I was playing around on a virtual machine this morning on a project I’m working on and I was checking some of the log files.  I forgot exactly what wtmp had in it so I manned it and saw this:

#if __WORDSIZE == 64 && defined __WORDSIZE_COMPAT32
  int32_t ut_session;         /* Session ID, used for windowing */
  struct {
    int32_t tv_sec;           /* Seconds */
    int32_t tv_usec;          /* Microseconds */
  } ut_tv;                    /* Time entry was made */
#else
  long int ut_session;        /* Session ID, used for windowing */
  struct timeval ut_tv;       /* Time entry was made */
#endif

I have no idea why, but for some reason the “long int ut_session” reminded me of the excitement I felt when I first started playing with Linux.  I bought my first Linux book more for the CD’s because downloading a distro was not feasible in those days.  The book was Using Linux – Third Edition by Jack Tackett Jr. and David Gunter, which I still have.  It included Red Hat, Slackware and Caldera.  To give you an idea of how old it was, there is no mention of DHCP and yum was just a twinkle in Seth Vidal’s eye.  But even though it was the early days of Linux it is still an 800 page book.

When I first got Linux installed on some crap computer I had I was completely enthralled at what I saw.  I don’t recall ever being that excited about DOS.  Maybe Windows 95 when it first came out, but that quickly waned.  I played with Linux for weeks.  Because I could look under the hood I became immersed in how an operating system works.  I never got a CS degree but I for damn sure learned a lot about computers.  It was like having my own personal Renaissance.

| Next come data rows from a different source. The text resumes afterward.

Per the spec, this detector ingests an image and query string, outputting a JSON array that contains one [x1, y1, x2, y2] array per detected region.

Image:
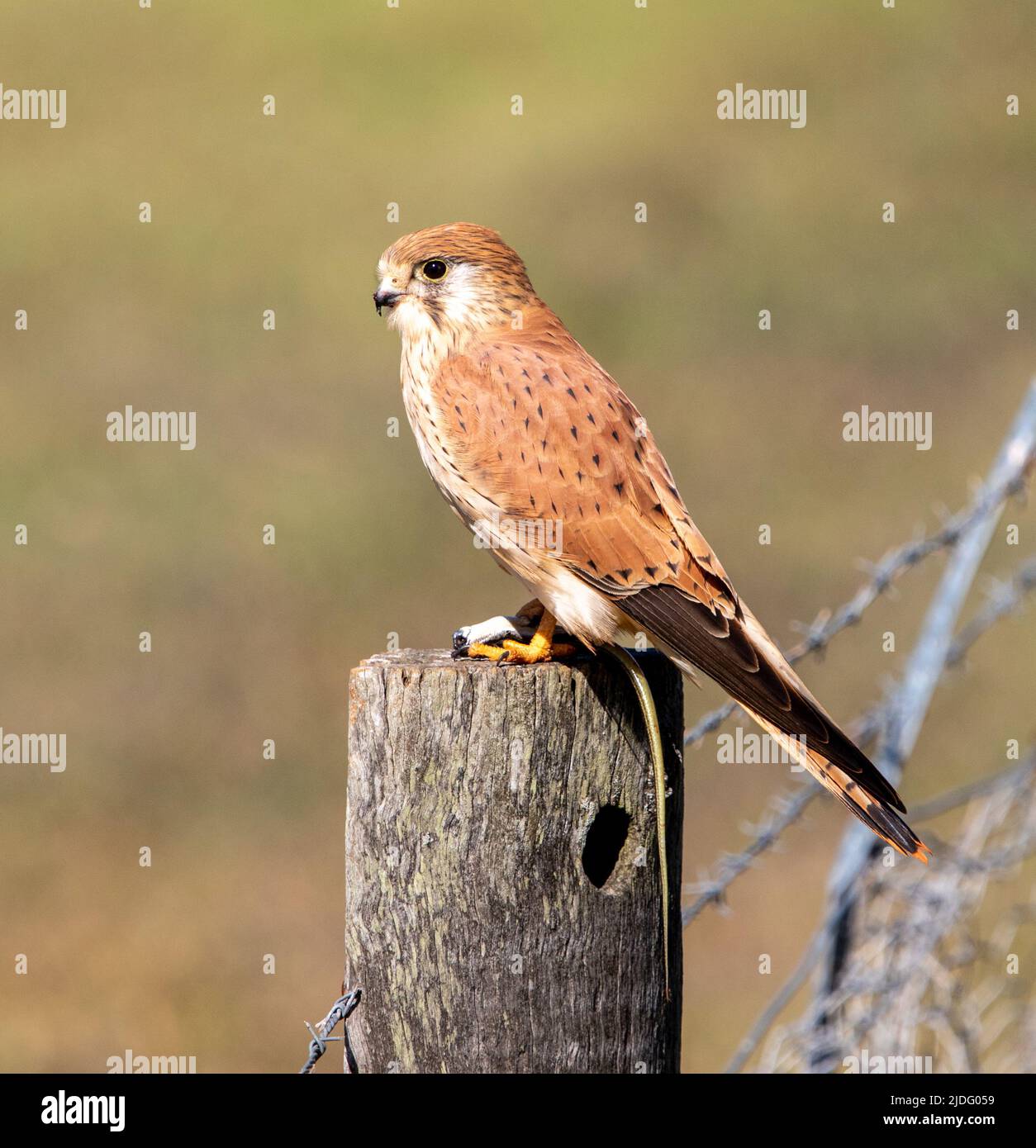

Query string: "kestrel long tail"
[[374, 224, 930, 881]]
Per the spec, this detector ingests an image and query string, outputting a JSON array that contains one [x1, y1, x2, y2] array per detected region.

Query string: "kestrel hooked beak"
[[374, 223, 930, 861]]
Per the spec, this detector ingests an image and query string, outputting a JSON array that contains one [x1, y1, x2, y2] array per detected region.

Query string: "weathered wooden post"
[[345, 650, 683, 1072]]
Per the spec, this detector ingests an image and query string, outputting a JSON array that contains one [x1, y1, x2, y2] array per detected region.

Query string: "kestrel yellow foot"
[[462, 642, 507, 662], [454, 600, 577, 665], [503, 610, 576, 666]]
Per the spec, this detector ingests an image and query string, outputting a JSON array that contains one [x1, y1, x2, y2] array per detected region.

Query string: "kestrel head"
[[374, 223, 535, 339]]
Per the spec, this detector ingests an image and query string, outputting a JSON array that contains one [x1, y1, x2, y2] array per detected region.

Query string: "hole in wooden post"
[[582, 804, 633, 889]]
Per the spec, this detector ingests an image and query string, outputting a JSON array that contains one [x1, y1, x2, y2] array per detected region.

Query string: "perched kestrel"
[[374, 223, 930, 861]]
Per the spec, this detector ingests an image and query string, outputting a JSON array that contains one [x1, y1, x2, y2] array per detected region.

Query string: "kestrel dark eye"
[[421, 259, 449, 283]]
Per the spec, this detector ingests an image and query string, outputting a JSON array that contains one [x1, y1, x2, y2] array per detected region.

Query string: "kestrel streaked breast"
[[374, 223, 930, 861]]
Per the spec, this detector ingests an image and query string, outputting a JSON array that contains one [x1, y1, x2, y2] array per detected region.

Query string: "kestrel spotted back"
[[374, 223, 929, 861]]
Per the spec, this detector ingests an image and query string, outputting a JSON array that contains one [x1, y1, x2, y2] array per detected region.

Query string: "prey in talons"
[[453, 600, 577, 666]]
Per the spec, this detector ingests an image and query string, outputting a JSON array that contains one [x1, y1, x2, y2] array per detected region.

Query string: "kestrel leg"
[[454, 598, 576, 665], [503, 610, 576, 666]]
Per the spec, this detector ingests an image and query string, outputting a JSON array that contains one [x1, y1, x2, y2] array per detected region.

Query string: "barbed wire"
[[298, 989, 363, 1075], [683, 440, 1033, 747], [725, 748, 1036, 1072], [744, 750, 1036, 1072], [682, 558, 1036, 927]]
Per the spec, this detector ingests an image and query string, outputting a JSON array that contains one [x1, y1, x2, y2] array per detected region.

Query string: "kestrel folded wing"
[[444, 329, 904, 819]]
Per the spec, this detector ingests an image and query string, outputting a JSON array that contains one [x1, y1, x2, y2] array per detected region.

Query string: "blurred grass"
[[0, 0, 1036, 1071]]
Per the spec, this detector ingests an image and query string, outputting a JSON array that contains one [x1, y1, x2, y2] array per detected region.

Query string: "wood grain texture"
[[345, 650, 682, 1072]]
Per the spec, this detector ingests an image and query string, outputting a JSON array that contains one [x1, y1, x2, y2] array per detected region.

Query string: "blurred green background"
[[0, 0, 1036, 1071]]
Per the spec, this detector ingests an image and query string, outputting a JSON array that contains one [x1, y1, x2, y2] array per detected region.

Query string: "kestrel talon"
[[374, 223, 930, 861]]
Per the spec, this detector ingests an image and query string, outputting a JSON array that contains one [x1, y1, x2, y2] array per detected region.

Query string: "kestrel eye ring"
[[421, 259, 449, 283]]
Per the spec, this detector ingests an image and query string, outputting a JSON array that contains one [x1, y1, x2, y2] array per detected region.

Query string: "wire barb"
[[298, 989, 363, 1075]]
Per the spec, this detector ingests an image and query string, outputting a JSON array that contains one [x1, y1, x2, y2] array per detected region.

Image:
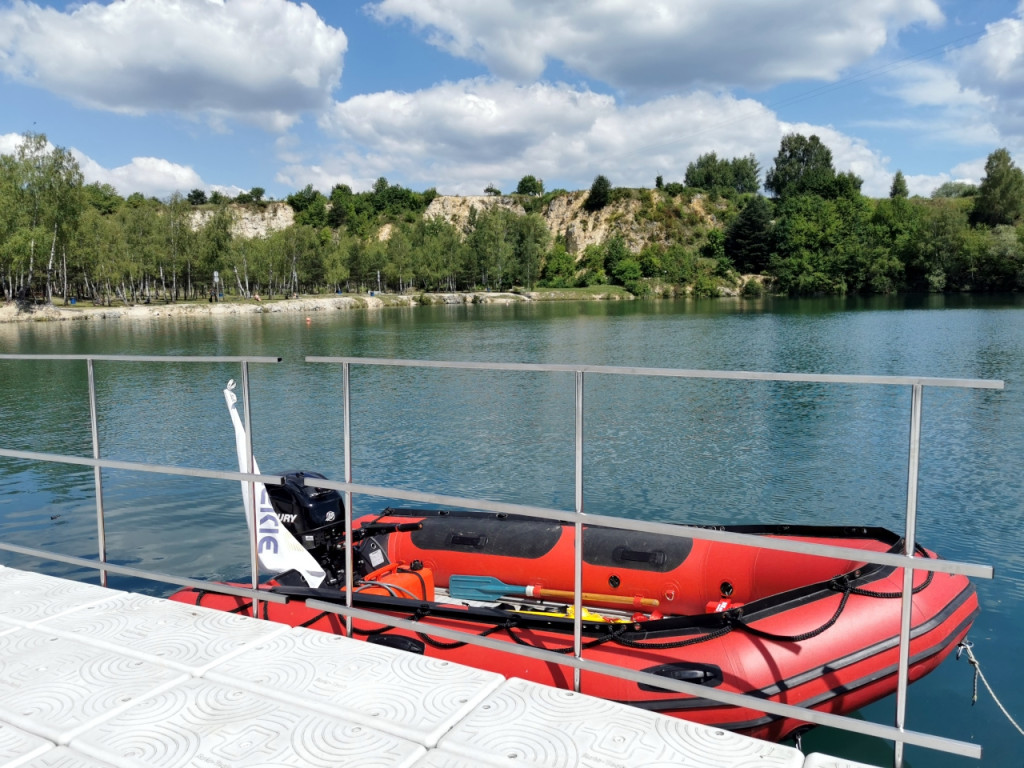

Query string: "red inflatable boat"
[[171, 474, 978, 740]]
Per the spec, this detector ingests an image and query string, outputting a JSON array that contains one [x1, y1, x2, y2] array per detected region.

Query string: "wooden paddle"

I bring up the quote from Hans Gruber because I’m trying to think of something that has spawned the same excitement about learning something new since then.  The closest I can come up with is my chapter on structured files in You want to do WHAT with PHP?  The experimentation I had to go through to get PHP to read an ext2 file system stoked the embers of an explorer’s mind.  It wasn’t new, but gaining the understanding necessary to access the raw file system was kind of exhilarating, though not quite at the same level.

Lest you take this to understand that I believe I know it all, you would be mistaken.  I know less than I know more, but that which I don’t know is less exciting than when I first learned what I know.  Though Alexander may have wept because there was no more a-conquerin’ to do, most of the world was still far from his grasp.

Think of it.  Cloud computing, what we used to call virtualization, was invented by IBM in the 1960’s with the System/360.  Distributed computing had its genesis in the Jazz Age of computing with pocket protectors in place of Art Deco design.  We’re still using the same networking protocol that was made live in 1983.  Granted, things are faster and we have slicker UI’s, but not much of the fundamentals has been radically altered.

And they probably shouldn’t be altered since very few of the actual problems have changed.  They’ve just changed in terms of scale, in terms of speed and in terms of service expectations.

So it makes me ask the question.  Is there anything that excites you as much as it did when you first got started in computers?  If so, what is it and why does it excite you?

 

This reminds me.  I need to watch Die Hard again.